While there is still some gap before computers can speak like humans, we are definitely a step closer to realizing automatic voice generation. In addition, deep learning has shown its impressive abilities in music composition and sound generation from videos, for example Owens and their co-authors work Visually Indicated Sounds, 2015.
Deep learning has been applied extensively in self-driving cars, from perception to localization, to path planning. In perception, deep learning is often used to detect cars and pedestrians, for example using the Single Shot MultiBox Detector (Liu and others, SSD: Single Shot MultiBox Detector, 2015) or YOLO Real-Time Object Detection (Redmon and others, You Only Look Once: Unified, Real-Time Object Detection, 2015). People can also use deep learning to understand the scene the car is seeing, for example, the SegNet (Badrinarayanan, SegNet: A Deep Convolutional Encoder-Decoder Architecture for Image Segmentation, 2015), segmenting the scene into pieces with semantic meaning (sky, building, pole, road, fence, vehicle, bike, pedestrian, and so on).
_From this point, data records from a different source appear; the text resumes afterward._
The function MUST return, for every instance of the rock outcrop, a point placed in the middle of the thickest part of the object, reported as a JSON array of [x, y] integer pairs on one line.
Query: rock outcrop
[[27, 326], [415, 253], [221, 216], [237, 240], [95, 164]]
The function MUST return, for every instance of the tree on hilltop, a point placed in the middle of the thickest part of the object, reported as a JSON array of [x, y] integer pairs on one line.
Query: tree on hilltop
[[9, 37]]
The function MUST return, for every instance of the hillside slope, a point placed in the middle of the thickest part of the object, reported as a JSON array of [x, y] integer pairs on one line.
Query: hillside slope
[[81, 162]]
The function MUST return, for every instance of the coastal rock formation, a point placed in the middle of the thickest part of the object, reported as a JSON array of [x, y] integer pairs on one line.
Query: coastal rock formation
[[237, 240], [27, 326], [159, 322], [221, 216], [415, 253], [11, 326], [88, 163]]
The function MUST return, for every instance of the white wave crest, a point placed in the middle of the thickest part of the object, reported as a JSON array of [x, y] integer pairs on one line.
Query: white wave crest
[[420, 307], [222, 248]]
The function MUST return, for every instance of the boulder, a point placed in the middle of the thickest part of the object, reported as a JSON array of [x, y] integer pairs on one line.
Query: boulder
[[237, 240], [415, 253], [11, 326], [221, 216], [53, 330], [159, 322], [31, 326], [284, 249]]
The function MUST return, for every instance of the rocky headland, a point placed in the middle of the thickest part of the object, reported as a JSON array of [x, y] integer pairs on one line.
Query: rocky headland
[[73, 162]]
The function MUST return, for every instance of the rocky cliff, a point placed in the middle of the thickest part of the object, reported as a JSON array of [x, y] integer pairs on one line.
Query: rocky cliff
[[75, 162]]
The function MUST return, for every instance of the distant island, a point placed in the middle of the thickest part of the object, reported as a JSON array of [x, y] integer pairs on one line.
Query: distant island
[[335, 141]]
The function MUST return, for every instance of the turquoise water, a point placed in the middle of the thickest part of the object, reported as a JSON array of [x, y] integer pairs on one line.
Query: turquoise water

In localization, deep learning can be used to perform odometry, for example, VINet (Clark and others, VINet: Visual-Inertial Odometry as a Sequence-to-Sequence Learning Problem, 2017), which estimates the exact location of the car and its pose (yaw, pitch, roll). In path planning where it is often formulated as an optimization problem, deep learning, specifically reinforcement learning, can also be applied, for example, the work by Shalev-Shwartz, and its co-authors (Safe, Multi-Agent, Reinforcement Learning for Autonomous Driving, 2016). In addition to its applications in different stages of the self-driving pipeline, deep learning has also been used to perform end-to-end learning, mapping raw pixels from the camera to steering commands (Bojarski and others, End to End Learning for Self-Driving Cars, 2016).